May 24 (Bloomberg) -- Bankia SA, a Spanish lender rescued last year with funds from Europe, agreed to sell its bank in Florida to Chile’s Banco de Credito e Inversiones for $882.8 million.
The sale of City National Bank of Florida will yield a net gain of 180 million euros ($233 million) and add 30 basis points to core capital, Valencia-based Bankia said in a filing to regulators today.
The terms of a 22 billion-euro bailout for Bankia oblige Chairman Jose Ignacio Goirigolzarri to find buyers for non-core assets such as the Miami-based bank and holdings including a stake in insurer Mapfre SA. City National had $4.7 billion of assets, 26 branches and 435 employees at the end of March, Bankia said.
BCI fell 4.7 percent today in Santiago, its biggest drop since September 2011. The bank, owned by the billionaire Yarur family, plans to pay for the acquisition by selling new stock and bonds, it said in a statement.

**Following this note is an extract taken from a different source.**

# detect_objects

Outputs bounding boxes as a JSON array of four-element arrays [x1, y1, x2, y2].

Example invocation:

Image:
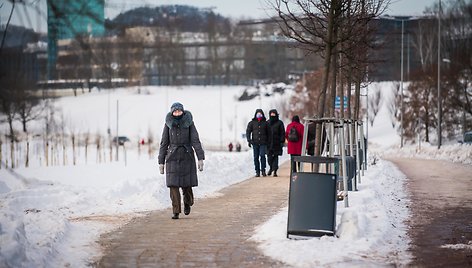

BCI’s acquisition is the second foray out of Chile by a local bank after Corpbanca SA, controlled by Billionaire Alvaro Saieh, 63, acquired Banco Santander SA’s operations in Colombia for $1.16 billion in December 2011. Corpbanca later agreed to pay $1.28 billion for Colombia’s Helm Bank SA to expand its presence in the country.
Bankia joins other Spanish lenders that have sold assets in the Americas to bolster capital.
CaixaBank SA said yesterday it may sell a 10 percent stake in Grupo Financiero Inbursa SAB, a Mexican financial services firm owned by 73-year-old billionaire Carlos Slim. Banco Santander sold a stake last year in Grupo Financiero Santander Mexico, adding to disposals of other Latin American assets including its Colombian bank.
Caja Madrid, the lender that led a seven-way merger of savings banks in 2010 to form Bankia, acquired City National in April 2008, paying $927 million for an 83 percent stake.